Some commentators are skeptical.

“Most pension fund directors in Japan think the Secom way is quite unusual,” said Sadayuki Horie, a senior researcher at Nomura Research Institute and former high-ranking official at Japan’s ¥145 trillion Government Pension Investment Fund. “Yagi-san’s fund is a rarity.”

More than three years since the introduction of the stewardship code, Horie said most corporate pension funds don’t see Yagi as an example to follow. One big fund needs to sign up for others to do the same, he said.

Aeon Co., Japan’s biggest publicly traded employer, is still gathering information on the code, a spokeswoman said. Panasonic Corp., which has more than 250,000 staff, is considering its response, said spokeswoman Kyoko Ishii. Omron Corp., which has won awards for corporate governance, said it’s considering signing up.

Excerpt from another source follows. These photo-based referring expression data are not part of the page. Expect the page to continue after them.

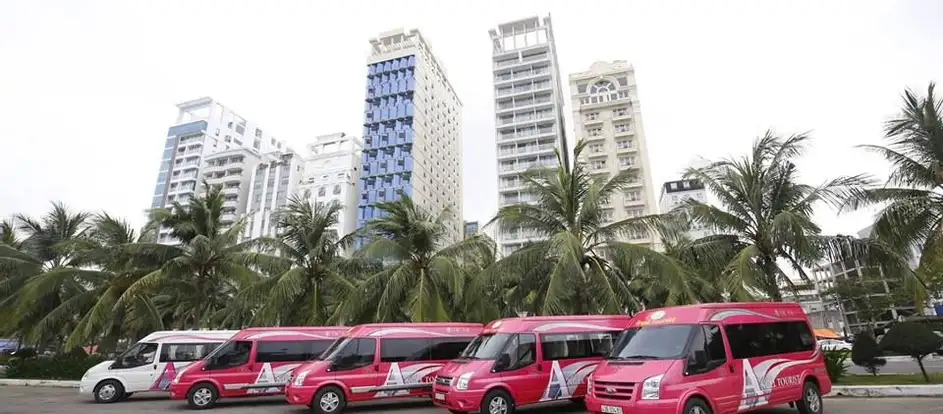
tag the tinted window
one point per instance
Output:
(578, 345)
(762, 339)
(285, 351)
(231, 354)
(186, 352)
(486, 346)
(653, 342)
(444, 349)
(354, 353)
(407, 349)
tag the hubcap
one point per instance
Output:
(329, 401)
(107, 392)
(202, 396)
(498, 405)
(813, 400)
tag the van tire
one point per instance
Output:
(329, 400)
(696, 405)
(108, 391)
(499, 398)
(811, 400)
(202, 396)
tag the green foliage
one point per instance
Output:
(835, 365)
(866, 353)
(913, 339)
(64, 367)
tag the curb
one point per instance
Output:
(887, 391)
(39, 383)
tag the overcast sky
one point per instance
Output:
(88, 89)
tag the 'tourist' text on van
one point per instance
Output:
(255, 362)
(379, 361)
(150, 364)
(521, 361)
(719, 358)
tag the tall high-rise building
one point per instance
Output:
(528, 103)
(203, 127)
(332, 170)
(412, 130)
(607, 115)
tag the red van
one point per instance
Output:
(377, 361)
(254, 362)
(521, 361)
(712, 358)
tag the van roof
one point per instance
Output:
(731, 312)
(188, 336)
(413, 330)
(559, 324)
(288, 333)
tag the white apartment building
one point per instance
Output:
(274, 179)
(203, 127)
(412, 130)
(607, 114)
(528, 102)
(331, 173)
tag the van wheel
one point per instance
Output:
(202, 396)
(497, 402)
(108, 391)
(811, 402)
(328, 400)
(696, 406)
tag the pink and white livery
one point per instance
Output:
(722, 358)
(255, 362)
(523, 361)
(379, 361)
(150, 364)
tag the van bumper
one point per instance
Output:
(452, 399)
(669, 406)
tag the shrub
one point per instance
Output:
(60, 367)
(866, 353)
(835, 364)
(914, 339)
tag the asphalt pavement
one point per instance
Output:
(41, 400)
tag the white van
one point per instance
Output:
(150, 364)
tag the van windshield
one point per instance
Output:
(488, 346)
(652, 342)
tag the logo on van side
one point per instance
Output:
(563, 382)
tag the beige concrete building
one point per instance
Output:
(607, 114)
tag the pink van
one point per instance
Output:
(254, 362)
(523, 361)
(722, 358)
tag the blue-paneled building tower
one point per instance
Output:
(412, 131)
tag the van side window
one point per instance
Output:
(402, 350)
(444, 349)
(761, 339)
(186, 352)
(232, 354)
(359, 352)
(287, 351)
(576, 345)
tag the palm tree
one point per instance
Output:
(423, 277)
(581, 263)
(310, 278)
(767, 213)
(27, 291)
(201, 274)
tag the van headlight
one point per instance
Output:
(651, 388)
(300, 379)
(462, 382)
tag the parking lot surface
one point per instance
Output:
(40, 400)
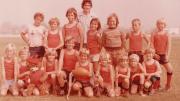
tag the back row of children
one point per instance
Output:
(56, 60)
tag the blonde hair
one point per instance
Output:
(136, 19)
(149, 50)
(54, 20)
(50, 52)
(24, 49)
(84, 51)
(115, 16)
(161, 20)
(72, 10)
(134, 57)
(10, 46)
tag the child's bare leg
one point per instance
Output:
(169, 70)
(77, 87)
(134, 88)
(36, 92)
(88, 91)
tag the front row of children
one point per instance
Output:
(74, 73)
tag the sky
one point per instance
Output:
(15, 13)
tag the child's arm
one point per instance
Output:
(3, 70)
(61, 60)
(112, 75)
(123, 38)
(16, 66)
(45, 40)
(146, 39)
(169, 46)
(24, 37)
(61, 40)
(81, 35)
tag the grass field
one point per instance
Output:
(172, 95)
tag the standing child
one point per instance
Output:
(136, 37)
(38, 77)
(53, 37)
(83, 74)
(105, 75)
(161, 42)
(24, 71)
(94, 41)
(113, 40)
(9, 69)
(152, 71)
(50, 66)
(122, 75)
(85, 17)
(73, 28)
(67, 62)
(34, 36)
(136, 75)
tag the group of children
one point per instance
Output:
(58, 61)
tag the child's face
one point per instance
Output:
(136, 26)
(24, 56)
(87, 7)
(83, 57)
(149, 56)
(54, 25)
(10, 53)
(71, 16)
(112, 23)
(51, 57)
(160, 25)
(133, 62)
(94, 25)
(38, 20)
(123, 62)
(70, 44)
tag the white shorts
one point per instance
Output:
(95, 57)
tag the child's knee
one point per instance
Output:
(3, 92)
(36, 92)
(77, 86)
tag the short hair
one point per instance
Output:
(50, 52)
(11, 46)
(162, 20)
(86, 1)
(115, 16)
(39, 14)
(84, 51)
(24, 49)
(134, 57)
(52, 20)
(136, 19)
(98, 21)
(72, 10)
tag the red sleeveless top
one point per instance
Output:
(69, 61)
(160, 43)
(53, 40)
(135, 70)
(73, 31)
(120, 79)
(50, 68)
(84, 78)
(92, 43)
(151, 68)
(9, 70)
(105, 74)
(35, 77)
(135, 42)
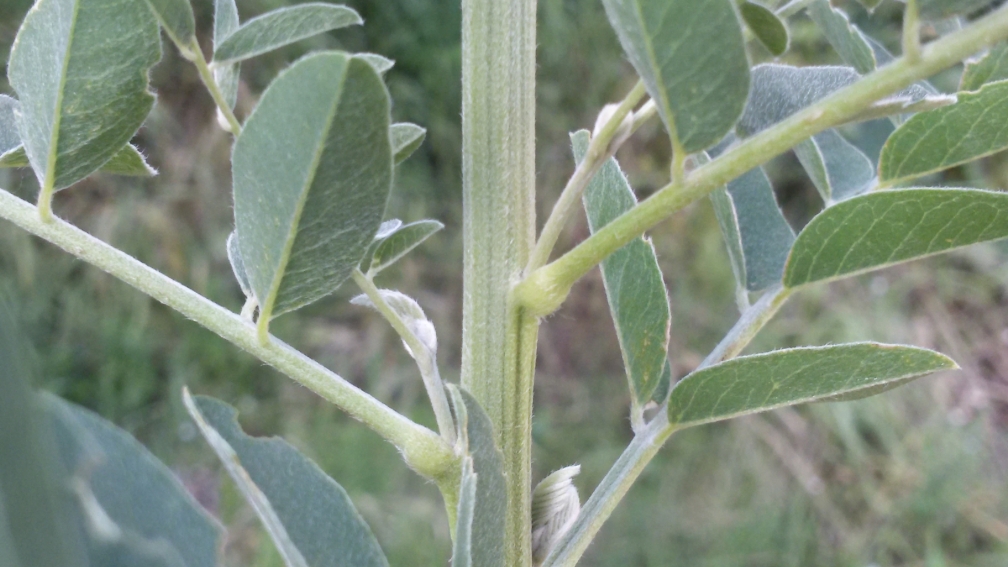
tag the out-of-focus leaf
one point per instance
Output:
(636, 292)
(991, 68)
(756, 233)
(309, 517)
(779, 91)
(850, 43)
(838, 168)
(749, 384)
(396, 243)
(975, 126)
(226, 22)
(176, 18)
(80, 69)
(476, 433)
(380, 63)
(282, 27)
(691, 58)
(312, 171)
(237, 266)
(881, 229)
(35, 505)
(766, 26)
(406, 138)
(145, 515)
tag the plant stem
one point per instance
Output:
(498, 123)
(423, 450)
(911, 30)
(648, 441)
(215, 90)
(544, 290)
(600, 149)
(424, 358)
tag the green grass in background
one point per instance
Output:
(918, 476)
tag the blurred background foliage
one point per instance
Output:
(915, 477)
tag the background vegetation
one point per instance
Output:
(918, 476)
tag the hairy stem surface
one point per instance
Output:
(498, 122)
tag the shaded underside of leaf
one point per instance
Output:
(399, 242)
(635, 289)
(315, 512)
(237, 265)
(487, 549)
(766, 26)
(693, 61)
(764, 381)
(380, 63)
(127, 161)
(36, 512)
(838, 168)
(281, 27)
(975, 126)
(880, 229)
(757, 235)
(849, 42)
(312, 171)
(160, 521)
(80, 69)
(992, 67)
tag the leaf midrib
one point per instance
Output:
(274, 289)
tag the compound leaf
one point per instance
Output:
(406, 137)
(838, 168)
(636, 292)
(476, 432)
(312, 171)
(308, 516)
(749, 384)
(691, 58)
(756, 233)
(766, 26)
(397, 243)
(977, 125)
(176, 18)
(992, 67)
(880, 229)
(849, 42)
(226, 22)
(80, 69)
(282, 27)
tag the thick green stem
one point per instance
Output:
(545, 289)
(423, 450)
(498, 69)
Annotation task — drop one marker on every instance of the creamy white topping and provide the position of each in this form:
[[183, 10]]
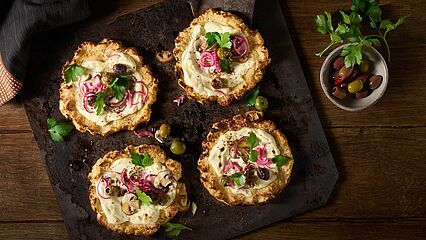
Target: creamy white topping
[[199, 78], [220, 155], [96, 67], [146, 214]]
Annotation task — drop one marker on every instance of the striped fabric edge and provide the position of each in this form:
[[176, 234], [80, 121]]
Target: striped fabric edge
[[9, 85]]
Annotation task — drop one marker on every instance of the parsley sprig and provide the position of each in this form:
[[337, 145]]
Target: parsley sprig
[[174, 229], [119, 86], [253, 142], [349, 30], [58, 130], [239, 178], [222, 39], [143, 197], [72, 72], [99, 104], [144, 160]]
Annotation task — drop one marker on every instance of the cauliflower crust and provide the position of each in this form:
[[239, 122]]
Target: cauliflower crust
[[257, 52], [96, 51], [158, 155], [211, 180]]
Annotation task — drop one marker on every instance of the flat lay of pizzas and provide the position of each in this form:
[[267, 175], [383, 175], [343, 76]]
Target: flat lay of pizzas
[[164, 123], [114, 90]]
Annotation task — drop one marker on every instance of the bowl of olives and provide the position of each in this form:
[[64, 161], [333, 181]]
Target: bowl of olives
[[357, 87]]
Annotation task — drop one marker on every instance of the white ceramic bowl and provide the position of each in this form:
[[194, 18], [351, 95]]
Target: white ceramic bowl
[[377, 66]]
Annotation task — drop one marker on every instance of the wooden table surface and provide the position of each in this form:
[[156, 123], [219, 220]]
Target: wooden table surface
[[380, 152]]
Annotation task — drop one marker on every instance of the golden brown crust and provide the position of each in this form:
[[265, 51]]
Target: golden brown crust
[[257, 52], [97, 51], [211, 180], [158, 155]]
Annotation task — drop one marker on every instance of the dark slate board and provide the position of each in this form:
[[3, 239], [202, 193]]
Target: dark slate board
[[150, 30]]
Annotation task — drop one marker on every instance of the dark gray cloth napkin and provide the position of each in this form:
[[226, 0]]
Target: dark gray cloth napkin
[[21, 19]]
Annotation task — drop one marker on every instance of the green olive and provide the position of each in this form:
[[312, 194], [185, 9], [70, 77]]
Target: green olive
[[177, 147], [221, 53], [364, 66], [261, 103], [164, 130], [345, 72], [355, 86]]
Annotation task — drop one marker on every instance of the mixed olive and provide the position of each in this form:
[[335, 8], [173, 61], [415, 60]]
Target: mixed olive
[[356, 81]]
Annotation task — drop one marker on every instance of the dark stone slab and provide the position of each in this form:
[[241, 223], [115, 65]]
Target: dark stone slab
[[150, 30]]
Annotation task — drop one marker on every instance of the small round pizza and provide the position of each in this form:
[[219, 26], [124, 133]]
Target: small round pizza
[[107, 88], [245, 160], [135, 190], [219, 58]]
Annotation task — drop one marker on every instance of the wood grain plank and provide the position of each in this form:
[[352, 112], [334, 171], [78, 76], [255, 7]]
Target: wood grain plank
[[283, 230], [26, 193], [381, 176], [341, 230], [405, 94], [13, 117], [34, 231], [381, 173]]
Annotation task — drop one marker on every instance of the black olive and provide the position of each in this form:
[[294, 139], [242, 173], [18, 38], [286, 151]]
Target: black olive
[[119, 69], [263, 173], [217, 83]]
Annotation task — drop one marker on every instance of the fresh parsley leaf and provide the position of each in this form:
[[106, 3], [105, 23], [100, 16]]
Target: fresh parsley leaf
[[323, 23], [224, 40], [364, 7], [100, 102], [375, 14], [51, 123], [334, 37], [72, 72], [342, 29], [143, 197], [353, 18], [387, 25], [224, 65], [280, 160], [253, 155], [250, 99], [211, 38], [352, 54], [239, 178], [372, 41], [58, 130], [252, 140], [174, 229], [119, 86], [144, 160]]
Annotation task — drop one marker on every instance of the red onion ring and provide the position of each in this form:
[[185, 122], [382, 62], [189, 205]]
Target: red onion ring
[[240, 47], [207, 59], [145, 98], [236, 145], [98, 189], [143, 133], [218, 91]]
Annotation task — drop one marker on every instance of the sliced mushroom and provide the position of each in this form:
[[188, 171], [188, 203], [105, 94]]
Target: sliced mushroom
[[200, 44], [163, 179], [218, 82], [112, 190], [243, 150], [164, 56], [129, 203]]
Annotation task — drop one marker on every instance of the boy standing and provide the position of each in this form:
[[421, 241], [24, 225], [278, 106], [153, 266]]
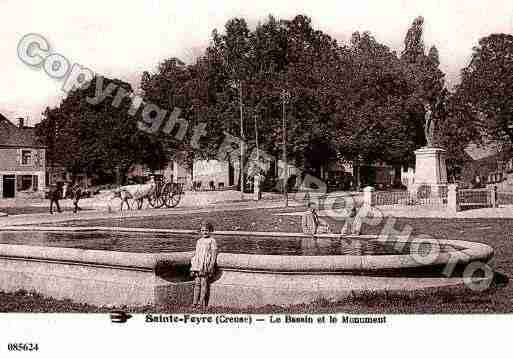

Horie of Nomura Research Institute agreed that Japan Inc.’s pension funds are reluctant to be active stewards but said that’s a feature of corporate pensions the world over. Japanese funds’ aversion to stocks makes sense, he said, because 98 percent of them are overfunded.

Others are not so charitable.

“The only way you can explain this behavior pattern is to say that, let’s face it, senior executives don’t want active proxy voting and engagement in the market,” said Nicholas Benes, the Tokyo-based head of the Board Director Training Institute of Japan. He said they fear “blowback” at their own shareholders meetings. Judging by their actions, “they care more about that than they do about their employees’ funds,” he said.

Asked whether it’s difficult to stand out in conformist Japan, Yagi said “doing the same as everyone else is riskier.” Plus, he’s too busy trying to convince others to change their ways to even notice, he said.

There are signs Secom won’t be the lone signatory much longer. A government-led report earlier this year urged corporate pension funds to accept the code.